Fe–N–C catalysts are emerging as promising alternatives to Pt‐based catalysts for the oxygen reduction reaction (ORR), while they still suffer from sluggish reaction kinetics due to the discontented binding affinity between the Fe‐N4 sites and oxygen‐containing intermediates, and unsatisfactory stability. Herein, a flexible multichannel carbon fiber membrane immobilized with atomically dispersed Fe‐N4 sites and neighboring Fe nanoclusters/nanoparticles (FeN4‐FeNCP@MCF) is synthesized. The optimized geometric and electronic structures of the Fe atomic sites brought by adjacent Fe nanoclusters/nanoparticles and hierarchically porous structure of the carbon matrix endow FeN4‐FeNCP@MCF with outstanding ORR activity and stability, considerably outperforming its counterpart with FeN4 sites only and the commercial Pt/C catalyst. Liquid and solid‐state flexible zinc–air batteries employing FeN4‐FeNCP@MCF both exhibit outstanding durability.
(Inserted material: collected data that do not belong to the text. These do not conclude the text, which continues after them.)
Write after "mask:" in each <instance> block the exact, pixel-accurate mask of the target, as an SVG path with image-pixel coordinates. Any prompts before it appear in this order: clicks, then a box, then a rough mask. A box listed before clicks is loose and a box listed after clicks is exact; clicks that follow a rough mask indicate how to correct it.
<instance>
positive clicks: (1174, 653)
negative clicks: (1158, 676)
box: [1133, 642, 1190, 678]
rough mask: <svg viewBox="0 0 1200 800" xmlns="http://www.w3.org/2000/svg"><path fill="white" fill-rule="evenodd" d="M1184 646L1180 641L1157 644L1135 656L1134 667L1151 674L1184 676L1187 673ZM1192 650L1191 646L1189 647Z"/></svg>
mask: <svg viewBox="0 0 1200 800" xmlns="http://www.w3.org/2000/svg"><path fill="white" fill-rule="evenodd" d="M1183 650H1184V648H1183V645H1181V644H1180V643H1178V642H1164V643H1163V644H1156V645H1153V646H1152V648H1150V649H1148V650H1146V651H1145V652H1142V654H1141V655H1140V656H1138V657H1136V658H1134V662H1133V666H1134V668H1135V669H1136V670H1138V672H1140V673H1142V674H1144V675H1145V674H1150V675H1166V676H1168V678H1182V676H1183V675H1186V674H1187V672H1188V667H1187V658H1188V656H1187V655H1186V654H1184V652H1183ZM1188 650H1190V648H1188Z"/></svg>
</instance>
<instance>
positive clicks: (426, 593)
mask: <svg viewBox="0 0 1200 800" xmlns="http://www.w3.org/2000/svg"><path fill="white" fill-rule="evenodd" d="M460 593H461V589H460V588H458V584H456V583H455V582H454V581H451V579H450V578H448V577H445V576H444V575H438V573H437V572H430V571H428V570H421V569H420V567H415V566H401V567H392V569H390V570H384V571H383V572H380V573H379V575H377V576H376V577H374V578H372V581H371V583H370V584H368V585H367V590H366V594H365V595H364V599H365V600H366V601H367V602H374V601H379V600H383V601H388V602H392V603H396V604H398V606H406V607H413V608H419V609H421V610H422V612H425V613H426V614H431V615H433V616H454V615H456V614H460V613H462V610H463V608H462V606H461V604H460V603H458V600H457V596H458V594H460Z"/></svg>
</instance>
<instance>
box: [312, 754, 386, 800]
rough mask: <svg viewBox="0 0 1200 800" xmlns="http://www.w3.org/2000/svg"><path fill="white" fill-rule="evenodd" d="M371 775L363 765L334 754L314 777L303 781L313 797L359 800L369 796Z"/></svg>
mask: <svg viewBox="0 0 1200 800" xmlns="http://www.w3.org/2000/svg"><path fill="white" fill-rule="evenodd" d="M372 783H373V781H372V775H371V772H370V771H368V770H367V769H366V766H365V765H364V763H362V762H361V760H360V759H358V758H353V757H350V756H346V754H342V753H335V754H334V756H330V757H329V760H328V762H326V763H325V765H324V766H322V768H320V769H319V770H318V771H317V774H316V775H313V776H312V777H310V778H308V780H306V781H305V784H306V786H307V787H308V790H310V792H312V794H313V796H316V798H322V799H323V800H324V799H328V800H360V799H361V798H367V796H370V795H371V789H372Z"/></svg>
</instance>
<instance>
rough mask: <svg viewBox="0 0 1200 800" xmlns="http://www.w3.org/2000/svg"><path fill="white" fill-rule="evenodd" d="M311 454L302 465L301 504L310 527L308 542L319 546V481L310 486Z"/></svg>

Theoretical calculation reveals that the Fe nanoclusters can trigger remarkable electron redistribution of the FeN4 sites and modulate the hybridization of central Fe 3d and O 2p orbitals, facilitating the activation of O2 molecules and optimizing the adsorption capacity of oxygen‐containing intermediates on FeN4 sites, and thus accelerating the ORR kinetic. This work offers an effective approach to constructing coupling catalysts that have single atoms coexisting with nanoclusters/nanoparticles for efficient ORR catalysis. In Fe7@FeN4 decorated multichannel carbon fibers, the Fe nanoclusters could effectively regulate the geometric and electronic structures of FeN4 active sites, which facilitate the activation of O2 molecules and enhance the absorption capacity of OOH, endowing the catalyst with superior ORR activity and stability as compared to its counterpart with FeN4 sites only and the Pt/C catalyst.